Le petit renard semblait bien triste, mais il n’avait pas le temps pour hésiter… Il exécuta les ordres qu’ils lui avaient été donnés. Malgré la blessure de sa patte, il trouva vite un endroit où se cacher, prenant la direction de la forêt qu’ils avaient découvert il n’y a pas si longtemps… Café lâcha le jeune garçon qui se frottait à présent le bras. L’adulte n’y était pas allé de main morte, il avait plutôt mal... Cependant, il se retint du mieux qu’il pouvait pour ne pas pleurer. Après ce qui lui était arrivé, pleurer pour une simple blessure serait stupide !
- Tu te rends compte de ce que tu as fait!? Commença Vinaigre, indigné. Tu as blessé un enfant !

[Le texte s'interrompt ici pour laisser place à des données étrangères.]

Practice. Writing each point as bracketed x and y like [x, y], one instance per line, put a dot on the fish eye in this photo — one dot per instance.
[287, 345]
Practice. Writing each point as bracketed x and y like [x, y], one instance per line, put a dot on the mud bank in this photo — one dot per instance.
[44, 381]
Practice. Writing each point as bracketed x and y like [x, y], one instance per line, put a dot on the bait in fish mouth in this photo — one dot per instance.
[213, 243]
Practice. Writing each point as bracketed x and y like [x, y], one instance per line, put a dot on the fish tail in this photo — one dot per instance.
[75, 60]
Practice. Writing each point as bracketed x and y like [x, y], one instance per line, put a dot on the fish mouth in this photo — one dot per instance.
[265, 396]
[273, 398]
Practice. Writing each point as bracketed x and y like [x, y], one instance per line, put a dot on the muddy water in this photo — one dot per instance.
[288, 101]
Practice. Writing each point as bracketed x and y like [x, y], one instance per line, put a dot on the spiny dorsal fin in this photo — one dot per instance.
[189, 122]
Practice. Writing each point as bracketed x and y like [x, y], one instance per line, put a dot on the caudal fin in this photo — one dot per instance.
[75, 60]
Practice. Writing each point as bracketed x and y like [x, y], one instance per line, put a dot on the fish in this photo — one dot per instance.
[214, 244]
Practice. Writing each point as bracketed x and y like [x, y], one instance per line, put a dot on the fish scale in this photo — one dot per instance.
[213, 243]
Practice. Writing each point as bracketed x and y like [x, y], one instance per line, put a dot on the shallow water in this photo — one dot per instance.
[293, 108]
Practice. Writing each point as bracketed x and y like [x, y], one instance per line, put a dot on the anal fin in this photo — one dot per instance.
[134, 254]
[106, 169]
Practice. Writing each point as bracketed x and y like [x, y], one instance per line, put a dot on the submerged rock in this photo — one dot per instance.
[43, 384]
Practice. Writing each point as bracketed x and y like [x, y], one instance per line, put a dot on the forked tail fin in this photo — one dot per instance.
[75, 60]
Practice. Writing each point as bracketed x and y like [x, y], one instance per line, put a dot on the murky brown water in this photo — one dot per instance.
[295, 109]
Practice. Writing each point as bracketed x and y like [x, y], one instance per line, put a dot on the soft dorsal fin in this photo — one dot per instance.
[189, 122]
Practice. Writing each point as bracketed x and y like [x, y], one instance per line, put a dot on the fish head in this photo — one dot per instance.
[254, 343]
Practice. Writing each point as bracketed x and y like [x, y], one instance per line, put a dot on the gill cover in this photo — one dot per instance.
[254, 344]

- Je n’en ai rien à faire. Tout le monde finit blessé un jour ou l’autre ! Et il ne me sert plus à rien de toute façon.
- … Tu es sérieux ? Je n’arrive pas à y croire… ! Où est ton sens moral ?!
Malgré la colère qui se ressentait chez ces deux-là, Vinaigre et Café entamèrent une discussion des plus sérieuses que Sel, assez jeune et bouleversé par les évènements, ne comprenait pas très bien. Il préféra les laisser tranquille et partir voir Bretzel, affichant un sourire discret à Vinaigre pour le remercier.